Tad remembers one male teacher who would often turn up in the changing rooms after games to watch boys showering, and another who would beat them for any trivial reason. He says the boys used to talk about how this man seemed to get sexual pleasure out of doing this.

The headteacher, Mr Jones, sexually abused Tad. The abuse began when Tad was about 11. Mr Jones suddenly walked in on Tad when he was having a bath, and started touching him, then masturbated him.

He remembers how confused and strange this made him feel. ‘I was a little boy’ he says. He adds that Mr Jones told him not to tell his parents and that if he did, they would not believe him.

Tad relates that Mr Jones would also come into the boys’ dormitory at night, and go round touching and tickling some of them.

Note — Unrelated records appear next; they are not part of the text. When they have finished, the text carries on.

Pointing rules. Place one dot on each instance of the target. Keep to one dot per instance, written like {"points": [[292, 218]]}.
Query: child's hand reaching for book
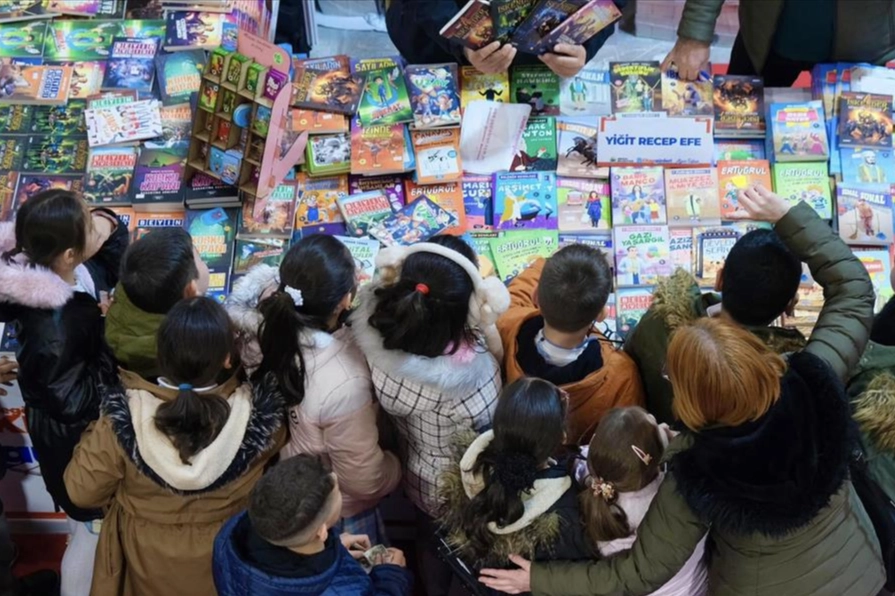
{"points": [[566, 60], [491, 59]]}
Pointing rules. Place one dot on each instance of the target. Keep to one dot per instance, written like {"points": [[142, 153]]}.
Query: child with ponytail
{"points": [[290, 319], [621, 477], [174, 460], [56, 261]]}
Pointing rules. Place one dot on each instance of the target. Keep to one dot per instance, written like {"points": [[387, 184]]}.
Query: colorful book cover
{"points": [[55, 154], [577, 150], [363, 210], [692, 197], [525, 200], [537, 86], [472, 26], [179, 75], [687, 98], [805, 182], [476, 86], [642, 255], [434, 94], [477, 201], [739, 106], [110, 171], [448, 196], [865, 120], [363, 251], [376, 149], [584, 205], [385, 99], [630, 305], [537, 152], [131, 64], [635, 87], [638, 196], [516, 251], [80, 40], [798, 132], [270, 216], [35, 85], [865, 215], [327, 84], [734, 176]]}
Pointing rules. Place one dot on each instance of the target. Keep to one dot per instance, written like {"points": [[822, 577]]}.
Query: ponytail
{"points": [[192, 421]]}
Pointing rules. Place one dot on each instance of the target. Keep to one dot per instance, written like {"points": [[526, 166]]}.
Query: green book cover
{"points": [[537, 86], [808, 182]]}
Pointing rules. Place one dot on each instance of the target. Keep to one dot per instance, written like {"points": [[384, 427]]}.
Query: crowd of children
{"points": [[197, 447]]}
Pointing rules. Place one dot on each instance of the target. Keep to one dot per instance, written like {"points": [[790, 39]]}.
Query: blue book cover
{"points": [[525, 200]]}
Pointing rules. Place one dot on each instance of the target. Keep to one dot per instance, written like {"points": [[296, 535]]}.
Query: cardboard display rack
{"points": [[241, 133]]}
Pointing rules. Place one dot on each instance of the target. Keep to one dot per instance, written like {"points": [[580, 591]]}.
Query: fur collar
{"points": [[261, 426], [773, 475], [30, 285], [445, 373]]}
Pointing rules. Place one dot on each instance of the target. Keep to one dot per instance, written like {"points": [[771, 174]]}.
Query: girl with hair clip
{"points": [[173, 461], [426, 326], [508, 495], [622, 475], [290, 324], [58, 259]]}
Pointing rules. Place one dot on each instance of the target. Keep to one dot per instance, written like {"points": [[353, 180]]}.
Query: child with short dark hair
{"points": [[174, 460], [285, 544], [549, 333], [56, 259], [157, 271]]}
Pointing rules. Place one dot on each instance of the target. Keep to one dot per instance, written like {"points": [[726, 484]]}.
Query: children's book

Tad’s father was not keen on his son boarding at the school, and he changed his job so that Tad could switch to attending the school as a day pupil. When this was about to happen, Mr Jones offered Tad a position of responsibility in the school, but on condition that he continued boarding.

Tad says he knew this would mean that Mr Jones would carry on sexually abusing him, but he agreed at first, because his parents were so pleased about him being selected. However, he managed to tell them he had changed his mind. 

He relates ‘My parents were puzzled but I couldn’t tell them why’. After that, Mr Jones left him alone.

Tad went to university, then married and had children in his early 20s, but the relationship was unhappy and he got divorced. This was a huge crisis for him. He had not told his wife that he had been abused and, realising that he was repressing a lot of his feelings, Tad says he began to work on being more open.

When he was in his 30s, he talked to his parents about the abuse, but his mother was completely dismissive of it. For years after, she repeatedly tried to make him agree that he was happy at school.

Over the last decade, having read more about child sexual abuse, Tad says he has realised the impact his experiences have had on him. 

He describes how ashamed he felt during the time that he was being sexually abused, and that stopped him speaking about it. ‘It meant as a child I had a huge secret and a lot of fear that it was my fault … that I was a pervert. I felt sex was dirty and inappropriate.’

Feeling that the abuse he experienced was ‘pretty trivial compared to what others suffered’ was another reason Tad found it difficult to talk about.

He says ‘For a long time I thought I didn't have a right to talk about what might be one isolated incident … it could have been so much worse, but it affected the rest of my life’.

Tad says he doesn’t blame his parents for sending him to boarding school but he does blame his mother for refusing to acknowledge what he went through.

He believes that the culture at boarding schools has improved since the 1970s, but he is still adamant that he would not send his children away to school. He would like all schools to provide a counsellor for children to talk to, and clear information about how to approach this service.

Tad says he has spent a lot of his life trying to overcome ‘the middle-class repression’ he grew up with. He makes a great effort to be open with his children and encourages them to talk to him.

He says he can now speak quite freely about his experience of abuse but he feels that it is ‘occupying more of my headspace than it ought to be’, and he is considering having counselling.